Hahahaha howww true. This neurologist I know said he would fall asleep at his desk after work from exhaustion when he was in private practice. but when he went back to being in academia after 15 years of being out of academia he felt much better and able to have more time.
This really varies, but I think that professors at medical schools are doing a lot more work than you perceive. For example, many have most or all of the following responsibilites:
-develop their own courses (lecture notes, homework, quizzes, exams, office
hours, help sessions, coordinate with lab, TAs
-run a research program
-grant writing (constantly, and usually several at the same time)
-grant administration
-review other people's manuscripts and proposals
-organize and chair symposia and conferences
-prepare poster and oral presentations
-conduct research
-direct undergraduate students, graduate students and postdocs in research group
-group meetings
-evaluate progress reports
-countless meetings with their students
-write progress reports to grant agencies
-write manuscripts (journal articles, book chapters)

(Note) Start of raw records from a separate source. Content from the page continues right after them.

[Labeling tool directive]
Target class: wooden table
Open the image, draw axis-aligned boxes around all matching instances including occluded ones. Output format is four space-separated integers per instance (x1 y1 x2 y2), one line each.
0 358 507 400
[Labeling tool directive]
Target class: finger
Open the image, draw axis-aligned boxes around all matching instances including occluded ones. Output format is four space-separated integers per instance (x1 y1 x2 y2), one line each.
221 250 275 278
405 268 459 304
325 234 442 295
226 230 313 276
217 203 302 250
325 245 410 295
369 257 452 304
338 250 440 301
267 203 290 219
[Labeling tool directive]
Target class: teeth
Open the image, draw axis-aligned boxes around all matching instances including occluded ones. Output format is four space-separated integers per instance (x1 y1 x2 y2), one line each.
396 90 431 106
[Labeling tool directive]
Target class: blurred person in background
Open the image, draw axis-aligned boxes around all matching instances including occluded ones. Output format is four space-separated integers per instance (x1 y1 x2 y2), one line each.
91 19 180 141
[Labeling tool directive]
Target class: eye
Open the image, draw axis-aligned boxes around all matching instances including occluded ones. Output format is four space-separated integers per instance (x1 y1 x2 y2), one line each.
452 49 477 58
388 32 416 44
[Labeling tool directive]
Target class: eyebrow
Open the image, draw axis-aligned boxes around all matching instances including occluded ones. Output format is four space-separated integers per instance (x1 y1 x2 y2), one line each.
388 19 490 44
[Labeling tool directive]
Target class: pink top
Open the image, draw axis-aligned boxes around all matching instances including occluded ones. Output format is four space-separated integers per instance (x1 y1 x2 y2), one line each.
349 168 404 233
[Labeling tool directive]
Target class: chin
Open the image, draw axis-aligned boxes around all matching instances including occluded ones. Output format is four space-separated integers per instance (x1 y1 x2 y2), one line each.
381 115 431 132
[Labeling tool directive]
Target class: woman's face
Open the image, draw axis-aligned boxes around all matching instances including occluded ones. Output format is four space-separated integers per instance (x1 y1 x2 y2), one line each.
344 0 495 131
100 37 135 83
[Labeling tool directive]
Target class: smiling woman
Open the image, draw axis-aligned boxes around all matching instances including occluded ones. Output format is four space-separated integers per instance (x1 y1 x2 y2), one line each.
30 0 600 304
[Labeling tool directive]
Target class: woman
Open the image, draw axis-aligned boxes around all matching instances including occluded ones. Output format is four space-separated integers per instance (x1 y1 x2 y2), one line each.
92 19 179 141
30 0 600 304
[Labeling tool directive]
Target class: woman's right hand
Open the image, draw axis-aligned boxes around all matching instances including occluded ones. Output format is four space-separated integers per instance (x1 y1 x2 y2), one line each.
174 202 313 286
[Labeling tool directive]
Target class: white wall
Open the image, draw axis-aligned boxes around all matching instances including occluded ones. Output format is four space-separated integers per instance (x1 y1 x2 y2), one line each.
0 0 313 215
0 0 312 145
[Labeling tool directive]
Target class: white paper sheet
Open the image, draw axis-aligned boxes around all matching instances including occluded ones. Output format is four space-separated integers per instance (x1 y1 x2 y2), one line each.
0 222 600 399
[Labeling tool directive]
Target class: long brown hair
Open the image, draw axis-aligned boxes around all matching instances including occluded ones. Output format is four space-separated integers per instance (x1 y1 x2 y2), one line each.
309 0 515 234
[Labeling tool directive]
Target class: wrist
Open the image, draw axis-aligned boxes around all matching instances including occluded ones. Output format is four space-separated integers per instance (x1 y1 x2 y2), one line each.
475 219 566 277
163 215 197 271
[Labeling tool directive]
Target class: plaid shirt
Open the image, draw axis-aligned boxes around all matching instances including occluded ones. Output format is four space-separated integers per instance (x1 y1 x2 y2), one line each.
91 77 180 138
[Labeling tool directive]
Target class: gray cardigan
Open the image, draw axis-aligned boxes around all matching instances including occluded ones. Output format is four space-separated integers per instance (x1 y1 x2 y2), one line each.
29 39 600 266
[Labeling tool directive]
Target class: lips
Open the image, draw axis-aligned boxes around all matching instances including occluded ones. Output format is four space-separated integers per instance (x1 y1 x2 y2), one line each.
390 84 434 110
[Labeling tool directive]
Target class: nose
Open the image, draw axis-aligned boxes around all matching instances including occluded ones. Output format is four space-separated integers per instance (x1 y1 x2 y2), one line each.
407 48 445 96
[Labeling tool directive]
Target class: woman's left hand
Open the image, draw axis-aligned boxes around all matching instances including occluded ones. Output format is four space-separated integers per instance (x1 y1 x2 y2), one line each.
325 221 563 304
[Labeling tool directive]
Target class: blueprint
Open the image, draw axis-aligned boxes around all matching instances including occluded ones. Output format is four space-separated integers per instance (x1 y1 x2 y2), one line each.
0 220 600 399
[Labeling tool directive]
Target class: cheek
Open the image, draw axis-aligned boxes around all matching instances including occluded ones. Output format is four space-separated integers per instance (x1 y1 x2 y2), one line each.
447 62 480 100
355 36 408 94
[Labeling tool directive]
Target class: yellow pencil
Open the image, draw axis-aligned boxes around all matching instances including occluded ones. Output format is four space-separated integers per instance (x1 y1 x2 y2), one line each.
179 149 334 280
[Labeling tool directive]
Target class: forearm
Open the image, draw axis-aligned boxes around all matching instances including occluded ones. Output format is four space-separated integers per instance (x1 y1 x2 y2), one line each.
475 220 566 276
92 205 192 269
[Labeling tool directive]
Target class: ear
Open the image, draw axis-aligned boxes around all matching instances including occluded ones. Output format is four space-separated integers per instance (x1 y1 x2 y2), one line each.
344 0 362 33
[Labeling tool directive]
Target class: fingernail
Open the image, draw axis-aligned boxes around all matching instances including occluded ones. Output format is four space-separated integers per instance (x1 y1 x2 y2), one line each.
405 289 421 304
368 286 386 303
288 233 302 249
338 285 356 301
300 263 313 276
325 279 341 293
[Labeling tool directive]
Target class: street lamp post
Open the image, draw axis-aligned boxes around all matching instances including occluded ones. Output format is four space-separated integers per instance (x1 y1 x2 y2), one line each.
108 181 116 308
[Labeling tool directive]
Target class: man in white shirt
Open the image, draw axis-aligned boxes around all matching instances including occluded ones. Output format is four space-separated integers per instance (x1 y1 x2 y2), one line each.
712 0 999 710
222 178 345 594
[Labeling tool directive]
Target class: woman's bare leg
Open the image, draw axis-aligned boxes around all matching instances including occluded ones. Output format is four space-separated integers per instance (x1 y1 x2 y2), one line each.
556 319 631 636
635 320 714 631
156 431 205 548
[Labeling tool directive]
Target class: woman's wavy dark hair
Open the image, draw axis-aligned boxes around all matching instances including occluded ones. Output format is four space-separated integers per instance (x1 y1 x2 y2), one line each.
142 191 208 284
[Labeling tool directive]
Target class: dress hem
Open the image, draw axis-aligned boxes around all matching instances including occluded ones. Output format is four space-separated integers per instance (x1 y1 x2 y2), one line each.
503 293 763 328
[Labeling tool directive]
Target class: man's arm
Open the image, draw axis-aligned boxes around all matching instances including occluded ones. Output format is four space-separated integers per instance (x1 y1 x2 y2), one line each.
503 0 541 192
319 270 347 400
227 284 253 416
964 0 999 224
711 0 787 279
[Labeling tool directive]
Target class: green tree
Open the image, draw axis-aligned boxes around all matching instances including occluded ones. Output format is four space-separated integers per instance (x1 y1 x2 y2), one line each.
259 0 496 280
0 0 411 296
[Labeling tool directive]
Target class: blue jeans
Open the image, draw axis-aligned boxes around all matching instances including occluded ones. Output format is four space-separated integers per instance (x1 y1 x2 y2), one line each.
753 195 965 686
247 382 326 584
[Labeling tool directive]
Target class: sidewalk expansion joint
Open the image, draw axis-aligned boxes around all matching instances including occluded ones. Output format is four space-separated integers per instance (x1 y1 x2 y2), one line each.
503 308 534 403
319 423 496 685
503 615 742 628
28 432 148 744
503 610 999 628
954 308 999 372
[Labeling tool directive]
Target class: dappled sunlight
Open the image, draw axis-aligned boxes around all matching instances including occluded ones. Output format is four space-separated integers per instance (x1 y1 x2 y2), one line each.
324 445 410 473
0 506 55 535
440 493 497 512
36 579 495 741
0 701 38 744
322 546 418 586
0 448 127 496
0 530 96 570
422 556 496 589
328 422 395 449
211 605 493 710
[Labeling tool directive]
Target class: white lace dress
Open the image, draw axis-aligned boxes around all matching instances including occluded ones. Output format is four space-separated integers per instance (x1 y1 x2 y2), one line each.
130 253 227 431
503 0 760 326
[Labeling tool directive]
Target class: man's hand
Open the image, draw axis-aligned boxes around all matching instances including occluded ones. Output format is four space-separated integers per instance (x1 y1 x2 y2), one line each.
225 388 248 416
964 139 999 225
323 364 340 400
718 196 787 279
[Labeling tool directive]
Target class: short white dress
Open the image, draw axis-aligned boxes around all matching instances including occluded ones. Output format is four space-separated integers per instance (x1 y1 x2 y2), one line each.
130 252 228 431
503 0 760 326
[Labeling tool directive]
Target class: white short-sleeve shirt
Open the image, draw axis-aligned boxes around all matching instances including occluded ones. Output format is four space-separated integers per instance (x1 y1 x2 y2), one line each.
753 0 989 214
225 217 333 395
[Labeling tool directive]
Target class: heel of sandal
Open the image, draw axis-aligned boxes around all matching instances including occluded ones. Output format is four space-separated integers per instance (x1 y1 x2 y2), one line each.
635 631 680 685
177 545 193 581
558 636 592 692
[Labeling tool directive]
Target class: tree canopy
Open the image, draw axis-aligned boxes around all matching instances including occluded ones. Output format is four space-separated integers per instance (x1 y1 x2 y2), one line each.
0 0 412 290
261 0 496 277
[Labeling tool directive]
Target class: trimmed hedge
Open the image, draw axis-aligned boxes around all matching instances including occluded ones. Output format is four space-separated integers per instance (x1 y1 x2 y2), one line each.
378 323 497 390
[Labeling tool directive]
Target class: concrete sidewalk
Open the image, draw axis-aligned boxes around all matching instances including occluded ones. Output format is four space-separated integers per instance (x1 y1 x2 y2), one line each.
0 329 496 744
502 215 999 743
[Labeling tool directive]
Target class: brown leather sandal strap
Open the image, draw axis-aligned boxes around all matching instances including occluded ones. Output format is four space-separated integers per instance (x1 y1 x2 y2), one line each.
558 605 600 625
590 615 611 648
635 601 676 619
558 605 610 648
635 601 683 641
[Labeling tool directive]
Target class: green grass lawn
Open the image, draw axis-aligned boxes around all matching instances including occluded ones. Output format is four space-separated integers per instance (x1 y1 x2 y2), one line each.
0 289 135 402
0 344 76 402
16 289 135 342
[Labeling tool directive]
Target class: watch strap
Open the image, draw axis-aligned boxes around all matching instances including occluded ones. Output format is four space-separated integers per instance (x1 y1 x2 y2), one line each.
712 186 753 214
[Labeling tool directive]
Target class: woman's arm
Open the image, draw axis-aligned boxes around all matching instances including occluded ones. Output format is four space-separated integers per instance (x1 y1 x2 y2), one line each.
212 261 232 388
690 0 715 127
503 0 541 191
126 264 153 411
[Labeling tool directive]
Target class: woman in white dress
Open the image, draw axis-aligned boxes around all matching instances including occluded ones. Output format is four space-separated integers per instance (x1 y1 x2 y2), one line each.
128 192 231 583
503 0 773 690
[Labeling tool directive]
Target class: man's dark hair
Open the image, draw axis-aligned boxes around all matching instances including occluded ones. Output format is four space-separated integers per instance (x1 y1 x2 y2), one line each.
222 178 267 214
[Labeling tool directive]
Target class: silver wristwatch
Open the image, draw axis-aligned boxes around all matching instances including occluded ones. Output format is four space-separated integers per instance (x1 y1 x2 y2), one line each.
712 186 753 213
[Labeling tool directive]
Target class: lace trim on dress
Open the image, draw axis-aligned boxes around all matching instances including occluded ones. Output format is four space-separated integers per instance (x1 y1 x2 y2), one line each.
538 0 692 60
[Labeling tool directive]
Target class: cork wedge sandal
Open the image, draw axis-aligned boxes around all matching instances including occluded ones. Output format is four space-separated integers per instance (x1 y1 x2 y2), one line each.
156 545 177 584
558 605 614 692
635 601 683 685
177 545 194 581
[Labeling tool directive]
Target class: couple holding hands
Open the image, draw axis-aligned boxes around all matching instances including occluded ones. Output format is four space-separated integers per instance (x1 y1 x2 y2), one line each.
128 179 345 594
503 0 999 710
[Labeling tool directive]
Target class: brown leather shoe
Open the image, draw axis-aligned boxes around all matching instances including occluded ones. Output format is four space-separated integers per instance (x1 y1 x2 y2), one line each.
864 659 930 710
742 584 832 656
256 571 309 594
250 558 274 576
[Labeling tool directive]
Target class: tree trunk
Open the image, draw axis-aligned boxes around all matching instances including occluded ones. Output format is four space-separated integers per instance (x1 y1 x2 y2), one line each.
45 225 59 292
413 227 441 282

-attend divisional and departmental and university meetings
-organize, host and attend seminars and meet with the speakers
-come up with new research ideas and develop them
-give lectures at other universities and companies
-attend graduate student seminars, qualifying or cumulative examinations (and
make up and grade the latter)
-attend thesis defenses
-compliance meetings (e.g. OSHA, budget, technology transfer, etc
-review textbooks
-participate in university committees
oh yeah, and they SEE PATIENTS too. Admittedly clinical faculty will have fewer of these responsibilites, but academics work very hard regardless, at least in my experience.